第9話 その優しさから、目を逸らせない
今日も、鉢植えに水をやる。
いつも通りドアを開けたら、キアンがいた。
今日も、彼はいつも通りで。その優しさから、目を逸らせない。——ただ、それだけの、朝です。
最近の私の日課は、朝に鉢植えにお水をあげる事から始まるようになった。
夜中の、一人きりの時間にいつも話を聞いてくれる、このお花。窓際に置いたこの鉢植えに「ありがとう」と言いながら、一緒にお日様の光を浴びる。
同じ空間で、同じ光をあびているからか元気をもらえる気がしている。
「今日も頑張ってくるね」
ドアを開くと、いつものように部屋から出てくるキアンと目が合った。
「おはよう!」
最近は、彼を見ると声が上擦ってしまう。
「ああ、いつも通りのタイミングだな。おはようルミア」
まだ、廊下は廊下は薄暗いので、彼の髪は本来の深みのある金褐色だ。少し寝癖が付いた彼は、欠伸をしながら、私の先を歩いて階段を降りていく。
その後を、少しだけ離れて付いていく。
エレナさんもセラちゃんもまだ寝ている時間帯なので、家の中は静かで、外からは小鳥の声が聞こえる。
(あ。キアンの背、ちょっと伸びてる)
――案外、この瞬間が好きだったりする。
それからは一緒に皆の朝食を作る為にキッチンへ行く。
しかし、彼はエレナさんが言う通りに器用で要領がいい。
横並びで一緒にオムレツを作る私たちだけれど……。
キアンは、フライパンを振るとクルッとオムレツがひっくり返って綺麗な形に作り上げる
本当に、何度見てもわからない。
――何故ひっくり返るの?うーーん、、やっぱり私には出来ない。キアンは何故出来るのかな。

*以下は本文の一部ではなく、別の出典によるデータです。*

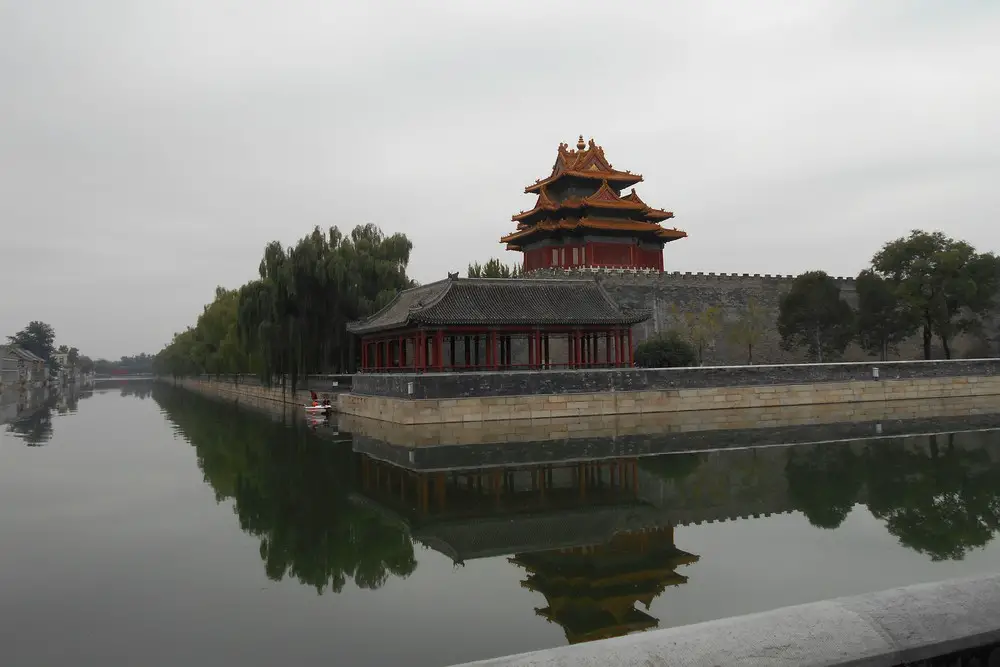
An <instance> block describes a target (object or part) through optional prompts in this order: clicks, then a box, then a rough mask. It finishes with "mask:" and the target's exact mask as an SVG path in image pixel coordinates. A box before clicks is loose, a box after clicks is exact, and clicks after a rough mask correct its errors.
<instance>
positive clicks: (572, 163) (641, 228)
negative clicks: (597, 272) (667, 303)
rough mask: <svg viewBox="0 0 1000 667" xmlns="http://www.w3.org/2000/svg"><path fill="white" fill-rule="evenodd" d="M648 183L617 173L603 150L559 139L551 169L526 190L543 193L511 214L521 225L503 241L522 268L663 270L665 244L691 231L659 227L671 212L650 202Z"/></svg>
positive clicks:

私が一生懸命フライパンを振り上げても、オムレツは揺れるだけ。何故だ。
「……すこいね。なんで?私の卵なんてフライパンから飛んでくれないよ?なんでキアンのオムレツはクルッと飛ぶの??」
あまりにも不思議で聞いてみるけれど、
「え?こんなのトントンってやって、フワッと手首で返すだけだよ。何が出来ないの?」
――それが出来ないから聞いているのに。不思議な顔で聞き返された。
明らかに出来の違うオムレツを見比べて、少しムッとしてしまう。コツを聞こうにも、相手が悪すぎる。キアンは何故こうも感覚だけで生きているのだろうか。
「はは!ルミア、ハムスターみたいに頬が膨れてるぞ!」
そう言って、私の頬を突こうとした彼の指と、それに対して文句を言おうと顔を向けた私の唇が触れ合った。
――キアンの指が私の唇をつついてしまった。それだけの話。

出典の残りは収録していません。